Le principe de précaution n'est pas une seule fois mentionné dans le projet de loi. Cette omission est particulièrement révélatrice de l'esprit de ce texte, dont le principal dessein est de permettre la culture de parcelles OGM en plein champ, sans tenir compte des conséquences environnementales et économiques liées à l'utilisation de ces produits.
Il s'agit tout d'abord de conséquences économiques, car le développement de ce type de culture permet de garantir un monopole des semenciers et place, de fait, les paysans dans une situation de dépendance.
Il s'agit ensuite de conséquences environnementales, parce que l'utilisation d'OGM comporte le risque irréversible d'une réduction de la biodiversité.
En fait, le présent article entérine la possibilité de faire coexister des cultures génétiquement modifiées et des cultures biologiques.
Je pense, pour ma part, au vu de l'ensemble des questions posées par la culture des OGM, notamment au regard des conséquences irréversibles qu'elle peut avoir sur l'environnement, qu'il est tout à fait prématuré de permettre une telle coexistence.

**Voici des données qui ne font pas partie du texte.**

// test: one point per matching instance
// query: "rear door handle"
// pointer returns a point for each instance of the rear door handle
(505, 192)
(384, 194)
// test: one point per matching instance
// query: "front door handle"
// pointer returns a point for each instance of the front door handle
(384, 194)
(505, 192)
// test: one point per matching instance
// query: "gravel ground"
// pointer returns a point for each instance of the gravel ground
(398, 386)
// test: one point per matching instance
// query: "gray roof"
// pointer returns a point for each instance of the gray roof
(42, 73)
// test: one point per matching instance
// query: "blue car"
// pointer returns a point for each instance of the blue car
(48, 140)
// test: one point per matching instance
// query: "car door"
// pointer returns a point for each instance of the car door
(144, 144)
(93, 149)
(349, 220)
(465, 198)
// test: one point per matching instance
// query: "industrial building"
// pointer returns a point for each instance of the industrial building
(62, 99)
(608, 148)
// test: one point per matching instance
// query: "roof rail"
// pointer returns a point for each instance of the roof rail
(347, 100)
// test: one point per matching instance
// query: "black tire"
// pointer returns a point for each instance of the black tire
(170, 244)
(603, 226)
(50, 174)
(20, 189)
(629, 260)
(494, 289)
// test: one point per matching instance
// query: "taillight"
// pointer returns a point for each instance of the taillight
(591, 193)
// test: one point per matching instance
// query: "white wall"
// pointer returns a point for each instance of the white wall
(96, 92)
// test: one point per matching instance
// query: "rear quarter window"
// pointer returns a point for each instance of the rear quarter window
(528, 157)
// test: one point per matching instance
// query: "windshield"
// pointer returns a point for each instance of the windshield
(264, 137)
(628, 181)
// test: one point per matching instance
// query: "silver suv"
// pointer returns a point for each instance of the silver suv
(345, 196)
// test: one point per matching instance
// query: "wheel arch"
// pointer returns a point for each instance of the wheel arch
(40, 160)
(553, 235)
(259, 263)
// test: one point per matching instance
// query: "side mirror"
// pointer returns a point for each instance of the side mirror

C'est pourquoi nous estimons qu'un moratoire doit être décidé afin de permettre un approfondissement du sujet et une consultation des citoyens avant toute nouvelle législation.
Un rapport récent du secrétariat de la commission de coopération environnementale qui comprend le Canada, le Mexique et les États-Unis a constaté l'impossibilité de la coexistence des cultures OGM et non-OGM.
En France, une récente étude de l'association Nature et Progrès a montré que 250 produits issus de l'agriculture biologique contenaient des traces d'OGM.
Ainsi, permettre la coexistence entre les cultures OGM et les cultures biologiques revient en fait à organiser la disparition des cultures non-OGM et de la filière bio. Il s'agit, par conséquent, de ne plus laisser au consommateur le choix de son alimentation.
Ces études et rapports devraient nous inciter à plus de prudence et renforcer nos exigences de traçabilité afin de garantir la transparence en matière d'OGM et l'information des consommateurs.
Dans ce sens, nous regrettons également que ce projet de loi ne permette pas la création d'un registre des parcelles OGM. En effet, seule la publicité sur les localisations exactes des parcelles OGM peut permettre aux producteurs biologiques de prendre des mesures afin de se protéger de toute contamination.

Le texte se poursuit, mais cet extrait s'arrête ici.